At the core of the deliberations were tariff and taxation concerns, particularly the 18 percent General Sales Tax (GST) currently imposed on dairy products. Industry representatives argued that such taxation is disproportionately high compared to international standards, where dairy products often benefit from minimal or zero-rated tax regimes due to their essential nature. This disparity not only raises consumer prices but also discourages formal sector growth, inadvertently strengthening the informal market that operates outside regulatory oversight.
The recent meeting chaired by Federal Minister for Commerce Jam Kamal Khan with representatives of the Pakistan Dairy Association underscores a longstanding but often under-prioritized issue: the structural weaknesses of Pakistan’s dairy sector. Despite being one of the largest milk-producing countries globally, Pakistan continues to lag in productivity, quality standards, and formal market integration. The discussion reflects a growing recognition at the policy level that meaningful reform is both urgent and achievable.
The Minister’s directive to prepare proposals for reducing GST to 10 percent signals a willingness to recalibrate fiscal policy in line with sectoral realities. However, tax reform alone will not address the deeper inefficiencies that characterize the dairy value chain. The emphasis placed on improving genetic quality and productivity is particularly significant. Pakistan’s average milk yield per animal remains considerably lower than global benchmarks, largely due to inadequate breeding practices, lack of farmer awareness, and insufficient extension services.
The call for enhanced genetic direction through cross-breeding programs and farmer training is therefore a critical intervention. Without systematic improvement in livestock quality, gains in production will remain incremental at best. Equally important is the Minister’s focus on transitioning farmers toward a formalized business model. The predominance of informal dairy farming not only limits access to credit and investment but also compromises quality control and traceability key requirements for both domestic consumers and potential export markets.

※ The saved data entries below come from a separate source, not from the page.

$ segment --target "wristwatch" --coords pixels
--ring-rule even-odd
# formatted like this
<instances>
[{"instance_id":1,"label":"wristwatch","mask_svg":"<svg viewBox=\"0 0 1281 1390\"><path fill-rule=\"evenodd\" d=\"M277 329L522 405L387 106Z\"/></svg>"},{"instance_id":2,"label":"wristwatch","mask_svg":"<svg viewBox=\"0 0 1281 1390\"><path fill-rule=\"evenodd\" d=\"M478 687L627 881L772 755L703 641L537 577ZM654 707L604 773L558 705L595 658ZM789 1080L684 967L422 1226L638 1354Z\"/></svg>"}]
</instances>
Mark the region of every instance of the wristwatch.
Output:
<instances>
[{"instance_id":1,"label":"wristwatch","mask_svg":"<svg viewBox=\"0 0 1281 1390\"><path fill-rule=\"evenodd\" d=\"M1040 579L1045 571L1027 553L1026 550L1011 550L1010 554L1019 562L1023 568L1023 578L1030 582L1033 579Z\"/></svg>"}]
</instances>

The proposals presented by the Pakistan Dairy Association highlight a comprehensive approach to sectoral reform. Financial inclusion through improved banking access, regulatory enforcement to ensure pasteurized and packaged milk consumption, and pilot programs in urban centers are all practical steps toward modernization. These measures, if implemented effectively, could bridge the gap between small-scale farmers and formal market structures, fostering a more resilient and competitive industry.
Coordination among federal and provincial stakeholders will be essential for translating these proposals into actionable policy. The Minister’s commitment to engage with chief ministers and relevant authorities is a positive step, but execution will require sustained political will and administrative efficiency. Regulatory frameworks must be strengthened without imposing excessive compliance burdens that could deter small farmers from entering the formal sector.
Ultimately, the transformation of Pakistan’s dairy sector hinges on a balanced strategy that integrates fiscal reform, technological advancement, and institutional support. The outcomes of this meeting suggest a policy shift in that direction. If followed through with consistency and clarity, these efforts could unlock significant economic potential, improve food safety standards, and enhance livelihoods across rural communities.